The Nokia 3310 is an iconic cell phone. I remember when I would travel in Europe I could hear the echos of that signature ring tone in the train stations and airports of Europe - it was everywhere - now long forgotten.

 
1024px-Nokia_3310_blue.jpg
 

Last year, our kid's school aired a showing of a documentary called Screenagers. They showed it to the kids and then separately to the adults. That documentary really oriented me around the impact of screens on kids. All my previous set of assumptions were thrown out.

I have personally felt that while I love my phone we are changing in ways that create a lot of new challenges - challenges we aren't dealing with so well. 

The next time you go to a restaurant for example - look around and pay attention to tables of people. What you will probably observe are families, friends, couples all with their heads buried in their phones. I see kids walking down the street not even paying attention to the cherry blossoms and walking with their heads in their phones. Now look - I do this too! I have started a movement at work to eliminate screens from many of our work meetings.

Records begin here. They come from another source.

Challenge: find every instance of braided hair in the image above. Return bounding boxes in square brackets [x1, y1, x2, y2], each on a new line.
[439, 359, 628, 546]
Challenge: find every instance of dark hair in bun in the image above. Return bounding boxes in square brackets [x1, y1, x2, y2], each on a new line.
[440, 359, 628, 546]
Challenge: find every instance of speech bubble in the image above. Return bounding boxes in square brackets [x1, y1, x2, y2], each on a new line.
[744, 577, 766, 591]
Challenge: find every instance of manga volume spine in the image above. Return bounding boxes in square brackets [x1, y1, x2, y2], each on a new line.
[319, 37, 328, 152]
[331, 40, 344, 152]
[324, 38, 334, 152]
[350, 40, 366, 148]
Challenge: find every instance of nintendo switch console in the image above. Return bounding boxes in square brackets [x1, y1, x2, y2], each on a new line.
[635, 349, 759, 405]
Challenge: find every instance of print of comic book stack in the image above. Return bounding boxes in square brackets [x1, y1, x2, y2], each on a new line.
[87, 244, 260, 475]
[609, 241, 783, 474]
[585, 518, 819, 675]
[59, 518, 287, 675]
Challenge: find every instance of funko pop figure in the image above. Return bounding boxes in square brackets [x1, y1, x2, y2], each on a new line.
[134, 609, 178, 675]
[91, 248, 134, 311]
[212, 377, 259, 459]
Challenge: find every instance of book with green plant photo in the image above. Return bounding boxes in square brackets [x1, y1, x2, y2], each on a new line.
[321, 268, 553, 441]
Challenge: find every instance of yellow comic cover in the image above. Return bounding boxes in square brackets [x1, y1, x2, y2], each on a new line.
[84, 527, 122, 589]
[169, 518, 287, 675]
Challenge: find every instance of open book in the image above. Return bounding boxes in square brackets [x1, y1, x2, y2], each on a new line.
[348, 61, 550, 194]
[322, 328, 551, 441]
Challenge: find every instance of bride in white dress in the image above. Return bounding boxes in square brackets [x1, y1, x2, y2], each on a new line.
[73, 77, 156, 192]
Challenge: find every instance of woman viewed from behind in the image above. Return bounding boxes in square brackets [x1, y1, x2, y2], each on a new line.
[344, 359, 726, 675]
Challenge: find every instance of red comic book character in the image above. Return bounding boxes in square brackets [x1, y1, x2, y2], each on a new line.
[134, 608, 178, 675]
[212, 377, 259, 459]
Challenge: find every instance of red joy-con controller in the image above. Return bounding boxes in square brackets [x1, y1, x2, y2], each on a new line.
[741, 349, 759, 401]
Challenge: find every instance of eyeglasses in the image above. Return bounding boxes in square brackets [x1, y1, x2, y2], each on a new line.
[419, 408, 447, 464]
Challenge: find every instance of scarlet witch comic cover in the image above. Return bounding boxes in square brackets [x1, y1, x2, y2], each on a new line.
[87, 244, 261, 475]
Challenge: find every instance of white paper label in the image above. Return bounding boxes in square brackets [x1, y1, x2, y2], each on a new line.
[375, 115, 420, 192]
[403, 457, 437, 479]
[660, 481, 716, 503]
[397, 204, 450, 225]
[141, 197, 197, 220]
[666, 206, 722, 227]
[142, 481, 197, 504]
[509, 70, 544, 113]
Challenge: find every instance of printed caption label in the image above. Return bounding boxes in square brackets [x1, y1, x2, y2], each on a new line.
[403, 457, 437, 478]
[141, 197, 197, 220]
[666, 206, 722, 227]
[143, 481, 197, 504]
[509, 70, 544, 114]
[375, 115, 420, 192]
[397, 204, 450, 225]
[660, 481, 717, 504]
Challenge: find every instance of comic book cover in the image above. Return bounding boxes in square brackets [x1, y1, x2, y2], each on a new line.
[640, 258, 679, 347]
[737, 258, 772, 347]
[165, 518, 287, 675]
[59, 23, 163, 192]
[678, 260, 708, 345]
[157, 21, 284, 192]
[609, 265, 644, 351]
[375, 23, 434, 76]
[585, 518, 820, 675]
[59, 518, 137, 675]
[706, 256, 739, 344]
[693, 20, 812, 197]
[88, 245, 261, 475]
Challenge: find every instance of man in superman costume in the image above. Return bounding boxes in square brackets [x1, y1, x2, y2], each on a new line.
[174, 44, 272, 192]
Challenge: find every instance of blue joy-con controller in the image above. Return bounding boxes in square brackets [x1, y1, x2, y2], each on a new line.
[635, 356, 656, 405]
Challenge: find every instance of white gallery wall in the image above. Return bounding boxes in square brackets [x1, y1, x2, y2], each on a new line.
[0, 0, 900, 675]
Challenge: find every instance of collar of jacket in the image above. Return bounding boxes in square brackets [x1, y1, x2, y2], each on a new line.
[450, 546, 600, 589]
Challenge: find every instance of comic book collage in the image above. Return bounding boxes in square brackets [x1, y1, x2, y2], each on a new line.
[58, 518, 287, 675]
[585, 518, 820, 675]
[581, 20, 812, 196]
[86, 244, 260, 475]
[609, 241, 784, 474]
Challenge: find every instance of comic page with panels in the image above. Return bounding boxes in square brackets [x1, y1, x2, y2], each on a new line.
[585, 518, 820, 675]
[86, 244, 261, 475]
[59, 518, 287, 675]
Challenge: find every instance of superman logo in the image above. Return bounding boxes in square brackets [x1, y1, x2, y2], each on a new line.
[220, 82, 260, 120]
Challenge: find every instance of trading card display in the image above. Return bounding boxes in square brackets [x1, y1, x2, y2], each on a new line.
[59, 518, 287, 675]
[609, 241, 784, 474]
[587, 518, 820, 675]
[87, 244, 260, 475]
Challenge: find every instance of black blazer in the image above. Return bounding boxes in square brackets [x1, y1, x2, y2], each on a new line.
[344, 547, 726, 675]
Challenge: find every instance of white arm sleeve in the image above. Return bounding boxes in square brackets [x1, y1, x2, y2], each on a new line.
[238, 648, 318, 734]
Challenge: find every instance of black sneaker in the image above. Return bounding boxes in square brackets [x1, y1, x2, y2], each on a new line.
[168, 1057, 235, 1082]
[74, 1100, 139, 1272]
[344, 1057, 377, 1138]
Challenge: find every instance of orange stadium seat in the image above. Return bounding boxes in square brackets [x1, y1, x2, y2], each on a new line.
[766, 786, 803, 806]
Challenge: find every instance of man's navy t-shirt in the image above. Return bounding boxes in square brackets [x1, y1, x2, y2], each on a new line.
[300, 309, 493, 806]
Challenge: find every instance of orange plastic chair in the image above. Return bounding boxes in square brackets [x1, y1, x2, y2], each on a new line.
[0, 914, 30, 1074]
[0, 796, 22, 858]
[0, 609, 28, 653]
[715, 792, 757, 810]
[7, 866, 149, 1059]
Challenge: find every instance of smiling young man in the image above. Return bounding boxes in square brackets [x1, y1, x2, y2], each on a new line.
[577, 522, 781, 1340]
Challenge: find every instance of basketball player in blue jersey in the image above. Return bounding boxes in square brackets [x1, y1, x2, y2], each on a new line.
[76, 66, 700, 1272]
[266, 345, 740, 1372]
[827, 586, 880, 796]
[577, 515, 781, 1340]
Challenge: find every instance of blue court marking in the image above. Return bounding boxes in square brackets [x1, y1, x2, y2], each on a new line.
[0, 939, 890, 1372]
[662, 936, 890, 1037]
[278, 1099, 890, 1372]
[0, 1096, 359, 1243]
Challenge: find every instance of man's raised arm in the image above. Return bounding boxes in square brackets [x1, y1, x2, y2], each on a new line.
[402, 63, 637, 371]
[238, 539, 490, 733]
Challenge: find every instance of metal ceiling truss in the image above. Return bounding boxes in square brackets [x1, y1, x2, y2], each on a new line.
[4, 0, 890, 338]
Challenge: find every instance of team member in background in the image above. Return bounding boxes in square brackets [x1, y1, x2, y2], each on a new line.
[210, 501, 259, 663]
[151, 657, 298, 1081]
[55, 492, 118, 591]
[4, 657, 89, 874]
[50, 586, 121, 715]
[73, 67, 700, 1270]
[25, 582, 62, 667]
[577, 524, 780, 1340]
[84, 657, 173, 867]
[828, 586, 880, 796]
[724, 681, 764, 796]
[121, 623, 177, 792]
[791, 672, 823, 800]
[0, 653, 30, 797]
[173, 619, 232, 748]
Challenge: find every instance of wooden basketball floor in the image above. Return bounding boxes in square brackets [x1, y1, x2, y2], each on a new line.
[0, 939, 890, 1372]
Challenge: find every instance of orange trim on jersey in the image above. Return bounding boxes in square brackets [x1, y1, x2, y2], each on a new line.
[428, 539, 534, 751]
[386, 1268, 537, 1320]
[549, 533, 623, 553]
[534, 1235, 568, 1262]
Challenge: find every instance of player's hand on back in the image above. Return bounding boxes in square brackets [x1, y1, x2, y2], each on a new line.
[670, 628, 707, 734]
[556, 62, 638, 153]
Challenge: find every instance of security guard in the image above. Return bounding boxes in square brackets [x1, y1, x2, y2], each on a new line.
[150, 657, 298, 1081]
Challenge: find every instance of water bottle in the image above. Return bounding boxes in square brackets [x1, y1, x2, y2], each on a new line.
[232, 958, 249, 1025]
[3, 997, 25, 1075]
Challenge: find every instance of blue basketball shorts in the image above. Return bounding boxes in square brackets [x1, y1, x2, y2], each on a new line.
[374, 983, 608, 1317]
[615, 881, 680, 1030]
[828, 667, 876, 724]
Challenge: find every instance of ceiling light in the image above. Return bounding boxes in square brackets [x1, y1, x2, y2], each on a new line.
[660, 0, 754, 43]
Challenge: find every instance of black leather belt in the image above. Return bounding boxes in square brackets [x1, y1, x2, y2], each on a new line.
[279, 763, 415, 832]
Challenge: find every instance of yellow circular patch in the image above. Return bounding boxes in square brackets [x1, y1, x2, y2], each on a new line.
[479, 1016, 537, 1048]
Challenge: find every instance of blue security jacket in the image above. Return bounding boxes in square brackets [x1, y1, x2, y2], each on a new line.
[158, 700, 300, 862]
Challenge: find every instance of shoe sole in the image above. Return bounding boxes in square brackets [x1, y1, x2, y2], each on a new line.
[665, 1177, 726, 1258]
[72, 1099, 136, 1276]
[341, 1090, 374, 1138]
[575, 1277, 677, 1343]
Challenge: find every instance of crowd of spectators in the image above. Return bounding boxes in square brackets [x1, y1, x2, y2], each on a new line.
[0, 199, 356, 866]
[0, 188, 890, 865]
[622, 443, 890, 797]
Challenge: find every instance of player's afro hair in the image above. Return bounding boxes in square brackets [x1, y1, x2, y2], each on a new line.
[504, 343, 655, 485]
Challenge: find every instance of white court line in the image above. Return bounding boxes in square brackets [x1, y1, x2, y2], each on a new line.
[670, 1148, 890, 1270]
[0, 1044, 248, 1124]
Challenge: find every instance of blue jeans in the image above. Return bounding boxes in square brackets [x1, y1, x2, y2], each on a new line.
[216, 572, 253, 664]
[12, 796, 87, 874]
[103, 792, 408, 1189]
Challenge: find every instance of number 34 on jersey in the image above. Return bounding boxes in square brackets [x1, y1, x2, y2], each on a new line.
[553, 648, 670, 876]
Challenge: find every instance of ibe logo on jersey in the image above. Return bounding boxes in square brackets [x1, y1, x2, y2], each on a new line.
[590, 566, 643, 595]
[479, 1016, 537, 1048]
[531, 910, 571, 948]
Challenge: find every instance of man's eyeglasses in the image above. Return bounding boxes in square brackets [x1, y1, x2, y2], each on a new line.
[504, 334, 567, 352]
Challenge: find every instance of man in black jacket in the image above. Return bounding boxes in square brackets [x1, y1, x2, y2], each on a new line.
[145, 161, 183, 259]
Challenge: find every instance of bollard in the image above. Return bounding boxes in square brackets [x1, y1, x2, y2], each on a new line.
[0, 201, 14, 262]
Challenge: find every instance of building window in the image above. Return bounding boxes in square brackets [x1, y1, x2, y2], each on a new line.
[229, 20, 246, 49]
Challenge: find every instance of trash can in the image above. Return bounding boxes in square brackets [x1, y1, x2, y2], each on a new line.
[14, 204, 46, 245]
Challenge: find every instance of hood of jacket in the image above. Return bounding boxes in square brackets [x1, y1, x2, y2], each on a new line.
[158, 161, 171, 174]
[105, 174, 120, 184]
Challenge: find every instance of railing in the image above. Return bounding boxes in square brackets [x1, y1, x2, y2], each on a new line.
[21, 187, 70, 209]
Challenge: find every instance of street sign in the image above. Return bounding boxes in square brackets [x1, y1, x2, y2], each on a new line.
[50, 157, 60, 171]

Which reminds me - I am reading a few books on this topic that my friend Kelsi told me about.

Mantra.PNG

The first is a book called the Self Driven Child.

 
By William Stixrud PhD, Ned Johnson
 

The book dives into brain research about how this affects your kids.

If you’re a kid, the formula begins to look like this: the more technology you use, the poorer your self-regulation. The more technology you use, the worse your executive function (your Pilot). This matters a lot; self-regulation and executive function are about twice as good predictors of academic success as IQ at all grade levels, including college.
...

Consider introducing a phone in steps. A lot of kids use their phone to text, so perhaps the first phone is one that allows calls and texts, but has no Internet capability.

...

Try to have at least thirty minutes of unplugged “private time” every day with your kids during the week and at least an hour a day on weekends when you don’t take calls or check your phone.

The second is How to break up with your phone.

 
By Catherine Price
 

So, lets assume you did decide to give your kid a phone? What kind of phone do you give them? And when do they get a smartphone?

There is increasing support for waiting till 8th grade for your kid to get a smartphone. This is called "Wait until 8th". We took the pledge!

What is exciting is that Nokia re-made the iconic Nokia 3310. I picked an orange one up from Amazon for $60. For an additional $20/month I added it to my AT&T Plan.

The phone is great. Battery life is a week or more! I taught my daughter how to use T-9 text input - remember that?

She loves the phone. We love the phone. She is ready to leave our nest with the ability to call us and for us to call / text her. My hope is we can make it to 8th grade!

So far she seems happy with this outcome.

I highly recommend attending a viewing of Screenagers with your child. It changed our family's POV on phones and screens.

For Seattle peeps, there are two public screenings in May

And if you want a phone for your kid, but don't want a smart phone, get the Nokia 3310. It's wild unboxing this thing and showing your kid how to use it.